Wonderful! Such craftsmanship, such…” exclaims the father, before realizing that his child is terrified. It’s a revealing moment, the immense technical skill of McCay metaphorically appreciated, though Schrauwen’s presentation hones in on the accordant cruelties of such noisy mayhem. In the hands of a lesser visualist, this could have been impossibly banal. But Schrauwen’s evocation of the style is so passionate that both the beauty and the horror is accentuated perfectly.
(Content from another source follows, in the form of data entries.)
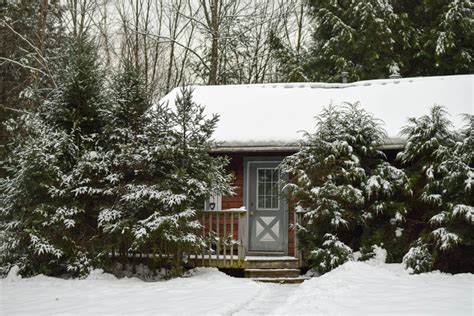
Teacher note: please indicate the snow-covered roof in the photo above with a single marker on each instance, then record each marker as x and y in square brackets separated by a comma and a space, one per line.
[272, 116]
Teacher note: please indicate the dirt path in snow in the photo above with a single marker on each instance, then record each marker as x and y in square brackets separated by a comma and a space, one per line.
[269, 298]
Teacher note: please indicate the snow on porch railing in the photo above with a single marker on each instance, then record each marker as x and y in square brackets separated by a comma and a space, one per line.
[225, 231]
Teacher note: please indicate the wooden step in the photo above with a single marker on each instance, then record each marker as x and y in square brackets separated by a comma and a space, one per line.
[272, 273]
[268, 262]
[281, 280]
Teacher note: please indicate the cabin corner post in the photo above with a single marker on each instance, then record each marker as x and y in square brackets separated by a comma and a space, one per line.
[243, 235]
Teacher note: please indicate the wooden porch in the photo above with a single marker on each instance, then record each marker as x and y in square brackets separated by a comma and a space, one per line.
[227, 233]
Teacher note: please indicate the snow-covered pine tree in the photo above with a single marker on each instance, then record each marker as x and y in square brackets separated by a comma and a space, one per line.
[344, 184]
[50, 196]
[170, 173]
[440, 165]
[361, 38]
[124, 154]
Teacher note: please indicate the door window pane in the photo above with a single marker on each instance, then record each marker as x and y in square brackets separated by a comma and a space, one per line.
[268, 187]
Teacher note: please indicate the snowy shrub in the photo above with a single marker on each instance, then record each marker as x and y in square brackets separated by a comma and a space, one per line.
[418, 259]
[160, 172]
[343, 182]
[440, 165]
[332, 254]
[49, 194]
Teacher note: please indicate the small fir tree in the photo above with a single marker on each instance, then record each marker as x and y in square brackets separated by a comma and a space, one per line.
[50, 197]
[343, 183]
[440, 165]
[169, 174]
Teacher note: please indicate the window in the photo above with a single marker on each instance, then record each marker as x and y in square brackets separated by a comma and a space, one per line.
[268, 189]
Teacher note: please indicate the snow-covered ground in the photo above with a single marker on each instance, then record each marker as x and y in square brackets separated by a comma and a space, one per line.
[353, 288]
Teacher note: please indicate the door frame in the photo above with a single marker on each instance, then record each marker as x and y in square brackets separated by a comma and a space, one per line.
[256, 160]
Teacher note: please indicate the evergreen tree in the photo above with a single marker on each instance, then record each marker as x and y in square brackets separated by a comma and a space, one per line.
[169, 173]
[375, 39]
[31, 37]
[357, 37]
[440, 165]
[440, 34]
[50, 193]
[343, 183]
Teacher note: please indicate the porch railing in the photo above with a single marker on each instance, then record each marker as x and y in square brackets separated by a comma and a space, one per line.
[226, 232]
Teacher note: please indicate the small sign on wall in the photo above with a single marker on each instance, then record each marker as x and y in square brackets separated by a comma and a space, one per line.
[214, 203]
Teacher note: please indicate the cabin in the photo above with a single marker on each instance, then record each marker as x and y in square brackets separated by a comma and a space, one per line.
[261, 124]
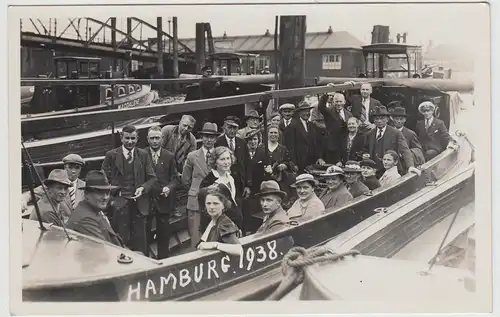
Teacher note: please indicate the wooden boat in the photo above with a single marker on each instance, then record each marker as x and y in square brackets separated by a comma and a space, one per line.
[53, 97]
[393, 238]
[208, 275]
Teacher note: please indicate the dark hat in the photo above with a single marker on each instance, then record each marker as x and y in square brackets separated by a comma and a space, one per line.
[97, 180]
[73, 158]
[399, 112]
[209, 128]
[381, 111]
[58, 176]
[303, 106]
[352, 167]
[368, 162]
[252, 114]
[270, 188]
[232, 120]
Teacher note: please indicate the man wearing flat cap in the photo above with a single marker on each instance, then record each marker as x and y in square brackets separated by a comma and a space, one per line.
[240, 171]
[88, 218]
[73, 164]
[51, 206]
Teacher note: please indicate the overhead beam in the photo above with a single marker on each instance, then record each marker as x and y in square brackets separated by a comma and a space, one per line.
[164, 33]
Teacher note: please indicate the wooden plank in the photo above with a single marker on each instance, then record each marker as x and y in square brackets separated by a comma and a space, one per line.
[117, 81]
[179, 107]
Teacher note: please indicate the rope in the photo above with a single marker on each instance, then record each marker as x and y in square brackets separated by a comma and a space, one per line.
[296, 260]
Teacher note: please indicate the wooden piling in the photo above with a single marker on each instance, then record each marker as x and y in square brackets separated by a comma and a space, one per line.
[159, 37]
[292, 54]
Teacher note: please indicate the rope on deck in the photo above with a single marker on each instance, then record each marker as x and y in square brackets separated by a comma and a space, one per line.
[297, 260]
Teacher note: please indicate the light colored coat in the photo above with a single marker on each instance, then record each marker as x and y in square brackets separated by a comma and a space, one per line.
[194, 171]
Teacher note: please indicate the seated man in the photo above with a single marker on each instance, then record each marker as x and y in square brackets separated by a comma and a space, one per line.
[88, 217]
[432, 132]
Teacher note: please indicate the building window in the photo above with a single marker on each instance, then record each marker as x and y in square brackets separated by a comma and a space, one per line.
[263, 61]
[332, 61]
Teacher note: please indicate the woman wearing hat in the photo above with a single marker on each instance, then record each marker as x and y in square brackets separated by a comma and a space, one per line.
[432, 132]
[308, 205]
[391, 174]
[221, 233]
[88, 217]
[51, 208]
[220, 160]
[280, 165]
[271, 198]
[335, 195]
[352, 172]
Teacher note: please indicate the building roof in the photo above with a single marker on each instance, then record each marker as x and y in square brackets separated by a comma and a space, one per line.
[265, 42]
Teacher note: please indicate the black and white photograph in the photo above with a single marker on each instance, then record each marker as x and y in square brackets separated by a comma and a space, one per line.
[236, 154]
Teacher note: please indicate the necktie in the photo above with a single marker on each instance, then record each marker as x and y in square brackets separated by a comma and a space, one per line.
[379, 134]
[72, 195]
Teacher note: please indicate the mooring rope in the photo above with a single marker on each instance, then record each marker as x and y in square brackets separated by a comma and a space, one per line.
[296, 260]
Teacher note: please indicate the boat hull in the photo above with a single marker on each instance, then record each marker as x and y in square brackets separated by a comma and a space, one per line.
[194, 275]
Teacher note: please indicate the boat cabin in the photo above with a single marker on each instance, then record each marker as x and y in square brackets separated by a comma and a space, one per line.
[227, 64]
[72, 67]
[390, 60]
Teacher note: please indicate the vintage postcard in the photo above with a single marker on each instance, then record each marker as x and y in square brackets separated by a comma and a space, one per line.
[238, 155]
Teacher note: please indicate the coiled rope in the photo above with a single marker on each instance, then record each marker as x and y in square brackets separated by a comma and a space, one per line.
[296, 260]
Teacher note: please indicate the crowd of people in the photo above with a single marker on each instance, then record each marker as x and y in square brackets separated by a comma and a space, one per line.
[236, 184]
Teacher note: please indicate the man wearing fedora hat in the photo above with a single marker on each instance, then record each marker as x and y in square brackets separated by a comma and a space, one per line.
[89, 218]
[302, 139]
[398, 116]
[432, 132]
[73, 164]
[131, 169]
[52, 210]
[240, 171]
[271, 198]
[194, 171]
[253, 121]
[384, 138]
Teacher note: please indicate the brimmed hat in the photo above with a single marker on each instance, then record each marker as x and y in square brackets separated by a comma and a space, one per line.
[303, 106]
[425, 105]
[58, 176]
[73, 158]
[209, 128]
[270, 188]
[286, 106]
[332, 171]
[381, 111]
[399, 112]
[304, 178]
[369, 163]
[252, 114]
[97, 180]
[352, 167]
[232, 120]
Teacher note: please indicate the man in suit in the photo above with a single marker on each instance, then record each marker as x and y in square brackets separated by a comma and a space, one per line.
[88, 217]
[384, 138]
[240, 171]
[131, 169]
[432, 132]
[398, 116]
[302, 139]
[336, 117]
[73, 164]
[194, 171]
[161, 193]
[363, 106]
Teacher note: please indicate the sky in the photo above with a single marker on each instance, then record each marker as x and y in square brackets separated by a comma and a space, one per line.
[455, 24]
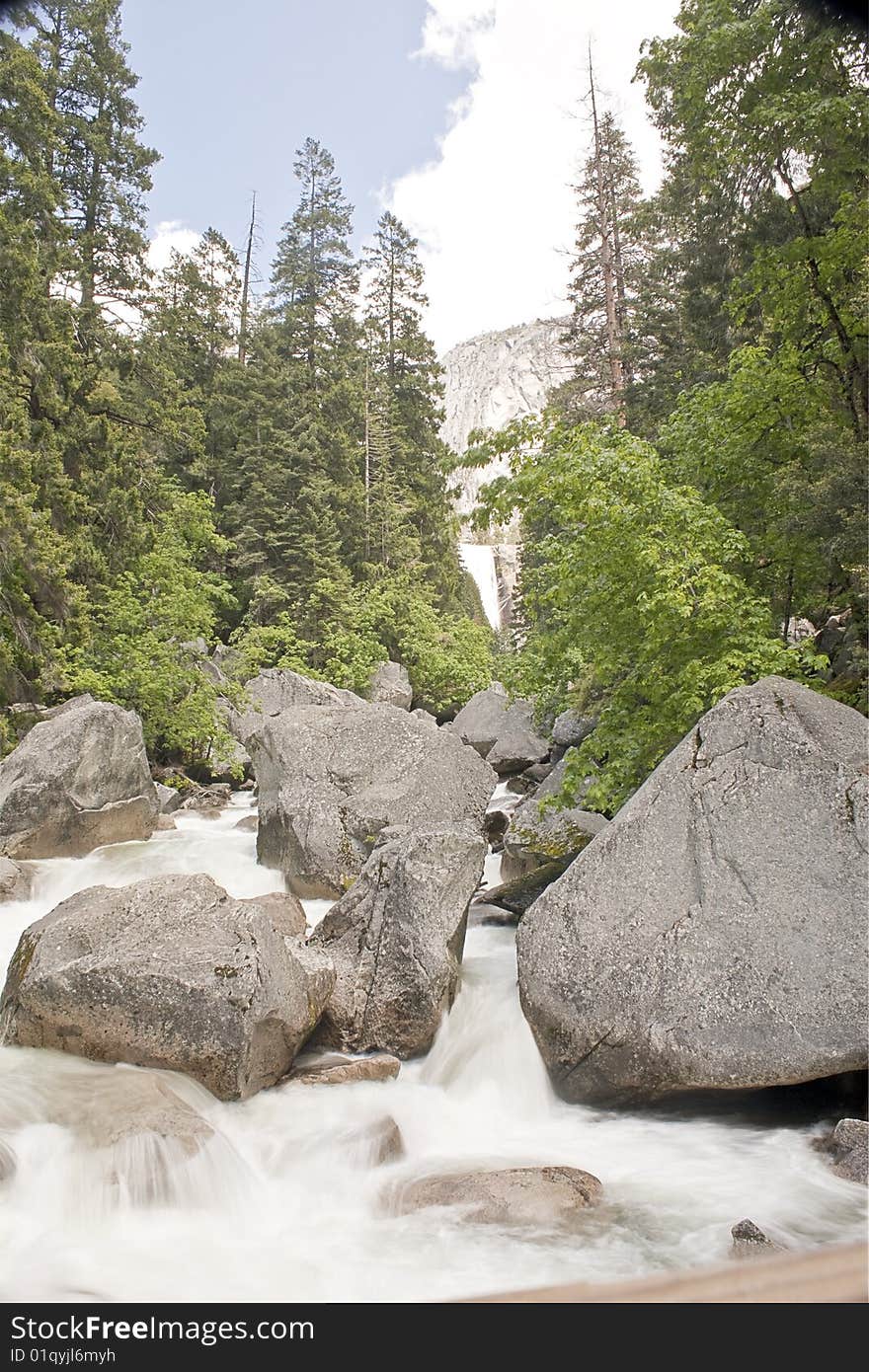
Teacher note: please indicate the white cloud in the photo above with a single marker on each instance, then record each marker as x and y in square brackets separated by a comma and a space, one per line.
[495, 211]
[168, 235]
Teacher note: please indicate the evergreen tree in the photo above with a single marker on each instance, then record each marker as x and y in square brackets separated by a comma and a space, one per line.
[99, 162]
[605, 273]
[404, 394]
[315, 277]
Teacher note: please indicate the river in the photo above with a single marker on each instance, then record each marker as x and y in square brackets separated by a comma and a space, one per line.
[283, 1203]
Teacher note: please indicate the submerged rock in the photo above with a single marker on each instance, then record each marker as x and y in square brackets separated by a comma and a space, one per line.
[333, 778]
[337, 1070]
[537, 834]
[15, 881]
[78, 780]
[396, 940]
[750, 1242]
[209, 800]
[714, 935]
[390, 685]
[168, 973]
[848, 1149]
[372, 1144]
[283, 908]
[479, 722]
[540, 1196]
[519, 894]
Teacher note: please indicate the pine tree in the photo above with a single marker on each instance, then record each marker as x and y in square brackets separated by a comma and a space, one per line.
[407, 389]
[605, 270]
[315, 277]
[99, 162]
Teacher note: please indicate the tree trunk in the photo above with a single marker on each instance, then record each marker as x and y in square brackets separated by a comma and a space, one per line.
[616, 375]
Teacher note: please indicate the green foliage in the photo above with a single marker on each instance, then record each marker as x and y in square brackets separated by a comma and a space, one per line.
[633, 604]
[136, 650]
[155, 489]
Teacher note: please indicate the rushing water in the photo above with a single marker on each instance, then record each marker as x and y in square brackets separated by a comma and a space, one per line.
[283, 1202]
[478, 559]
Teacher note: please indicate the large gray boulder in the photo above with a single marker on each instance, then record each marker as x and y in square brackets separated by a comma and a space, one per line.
[504, 734]
[540, 1196]
[572, 728]
[482, 720]
[519, 744]
[168, 973]
[276, 690]
[537, 834]
[390, 685]
[78, 780]
[333, 780]
[169, 799]
[396, 940]
[848, 1144]
[714, 935]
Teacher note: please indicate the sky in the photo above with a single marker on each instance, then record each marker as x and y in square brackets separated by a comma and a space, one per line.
[464, 116]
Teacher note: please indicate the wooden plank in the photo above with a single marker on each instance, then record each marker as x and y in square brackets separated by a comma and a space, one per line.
[819, 1276]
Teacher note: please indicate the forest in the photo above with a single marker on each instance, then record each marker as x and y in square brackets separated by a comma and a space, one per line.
[184, 460]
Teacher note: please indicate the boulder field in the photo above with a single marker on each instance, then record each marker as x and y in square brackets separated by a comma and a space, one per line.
[78, 780]
[168, 973]
[331, 778]
[396, 940]
[714, 935]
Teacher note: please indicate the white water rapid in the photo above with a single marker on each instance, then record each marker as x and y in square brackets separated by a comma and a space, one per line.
[478, 559]
[283, 1202]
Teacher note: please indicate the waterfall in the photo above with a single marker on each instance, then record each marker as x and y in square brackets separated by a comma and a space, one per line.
[478, 559]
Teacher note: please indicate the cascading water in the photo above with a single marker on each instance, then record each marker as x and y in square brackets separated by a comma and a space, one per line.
[478, 559]
[284, 1200]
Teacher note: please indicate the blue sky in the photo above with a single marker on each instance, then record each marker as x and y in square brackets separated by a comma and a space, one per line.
[229, 91]
[461, 115]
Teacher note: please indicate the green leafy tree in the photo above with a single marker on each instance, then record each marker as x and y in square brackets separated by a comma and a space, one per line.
[134, 649]
[99, 161]
[633, 605]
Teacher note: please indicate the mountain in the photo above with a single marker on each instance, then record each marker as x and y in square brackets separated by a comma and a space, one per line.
[493, 379]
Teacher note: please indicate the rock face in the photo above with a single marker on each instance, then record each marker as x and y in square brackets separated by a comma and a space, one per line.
[283, 910]
[78, 780]
[390, 685]
[338, 1072]
[713, 936]
[848, 1144]
[542, 1196]
[493, 379]
[209, 800]
[517, 744]
[482, 720]
[333, 780]
[750, 1242]
[519, 894]
[502, 732]
[396, 940]
[14, 881]
[168, 973]
[534, 838]
[169, 799]
[570, 728]
[276, 690]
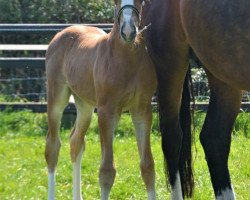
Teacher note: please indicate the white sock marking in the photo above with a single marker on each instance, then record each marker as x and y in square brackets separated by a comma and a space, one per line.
[77, 192]
[51, 186]
[227, 194]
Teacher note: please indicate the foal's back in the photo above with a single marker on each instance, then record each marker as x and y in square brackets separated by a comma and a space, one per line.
[70, 59]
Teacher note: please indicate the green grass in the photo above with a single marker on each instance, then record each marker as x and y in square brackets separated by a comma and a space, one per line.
[23, 171]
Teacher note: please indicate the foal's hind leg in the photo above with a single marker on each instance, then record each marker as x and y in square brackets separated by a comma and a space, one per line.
[142, 120]
[58, 97]
[215, 136]
[107, 120]
[77, 144]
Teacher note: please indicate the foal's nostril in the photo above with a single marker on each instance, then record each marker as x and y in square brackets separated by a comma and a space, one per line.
[128, 33]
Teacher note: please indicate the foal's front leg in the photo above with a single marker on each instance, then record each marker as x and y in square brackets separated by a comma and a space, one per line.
[107, 120]
[142, 120]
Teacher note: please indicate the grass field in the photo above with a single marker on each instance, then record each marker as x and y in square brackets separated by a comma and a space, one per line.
[23, 171]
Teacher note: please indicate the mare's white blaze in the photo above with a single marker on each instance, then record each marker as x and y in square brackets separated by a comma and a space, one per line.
[51, 185]
[127, 15]
[227, 194]
[176, 193]
[77, 193]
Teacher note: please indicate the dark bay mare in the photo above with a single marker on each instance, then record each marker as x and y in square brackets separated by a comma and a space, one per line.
[218, 31]
[111, 72]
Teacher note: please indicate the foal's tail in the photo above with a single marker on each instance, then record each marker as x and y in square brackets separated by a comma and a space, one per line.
[186, 115]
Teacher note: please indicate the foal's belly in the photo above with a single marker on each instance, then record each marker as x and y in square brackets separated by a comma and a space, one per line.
[81, 84]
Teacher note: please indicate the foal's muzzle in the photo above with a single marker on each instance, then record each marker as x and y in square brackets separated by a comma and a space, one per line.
[128, 26]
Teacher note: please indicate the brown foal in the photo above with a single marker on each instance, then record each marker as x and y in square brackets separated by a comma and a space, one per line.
[111, 72]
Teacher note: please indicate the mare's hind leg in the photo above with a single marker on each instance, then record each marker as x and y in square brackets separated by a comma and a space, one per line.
[57, 99]
[215, 136]
[77, 144]
[142, 120]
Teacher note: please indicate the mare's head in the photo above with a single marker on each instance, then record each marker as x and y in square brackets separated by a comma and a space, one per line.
[128, 16]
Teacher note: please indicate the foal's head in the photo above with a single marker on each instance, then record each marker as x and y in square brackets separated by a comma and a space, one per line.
[128, 16]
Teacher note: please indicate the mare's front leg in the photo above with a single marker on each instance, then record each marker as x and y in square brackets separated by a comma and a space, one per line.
[107, 120]
[142, 120]
[215, 136]
[169, 98]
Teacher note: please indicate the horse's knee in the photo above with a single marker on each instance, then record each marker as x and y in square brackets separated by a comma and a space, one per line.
[148, 172]
[77, 146]
[52, 152]
[107, 176]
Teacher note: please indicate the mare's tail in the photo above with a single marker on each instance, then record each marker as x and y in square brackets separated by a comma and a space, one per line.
[186, 115]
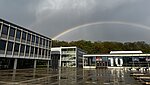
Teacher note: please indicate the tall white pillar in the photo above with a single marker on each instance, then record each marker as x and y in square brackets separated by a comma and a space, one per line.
[35, 64]
[15, 63]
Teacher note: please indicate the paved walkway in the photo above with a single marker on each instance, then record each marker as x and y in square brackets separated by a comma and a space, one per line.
[66, 76]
Further mayhem awaits. Another chapter sees the duo visit a zoo, in which many beasts are caged up. There’s condors, crocodiles, apes. And also ink-black pigmies, armed with spears and skirts, an obvious dig at both McCay’s Jungle Imp character(s) and the era’s generally caricatured portrayals of ethnic minorities. But while McCay’s Tales of the Jungle Imps saw his characters abuse exotic critters, the pygmies here free the zoo’s animals for united revenge on their masters. Surreal madness ensues, zookeepers deployed like an army, only to be cut down by volleys of tiny spears, and smaller pygmies and animals standing atop one another to create dizzy, giant creatures. But all through it, Schrauwen never lets us forget that people are dying, and the core of the story sees the father terrified that his child will be lost in the chaos.

That is the core of this book, a simple concern from father to son. A silly, exaggeratedly masculine father and a ludicrously puny son, but a parent and child regardless. Fear of the child’s loss. Fear of the child growing up wrong. Fear of death. These dark thoughts are so great that they must be encoded in the artifice of another era. It all comes together in the final chapter, a typically pitch-perfect Dream of the Rarebit Fiend takeoff, in which the father watches in horror as his son grows up, grows into a person apart from him, inevitably escaping the delight of youth to wither and die as his own person. That’s the great scare of this father, indicative of the great concern of this book. For all its period mashing, I found it greatly affecting.

Maybe you will too. I encourage you to order it somehow, perhaps from Bries itself. It's great to encounter work like this at a festival, but one needs not wait for a once-per-year event to experience such a book.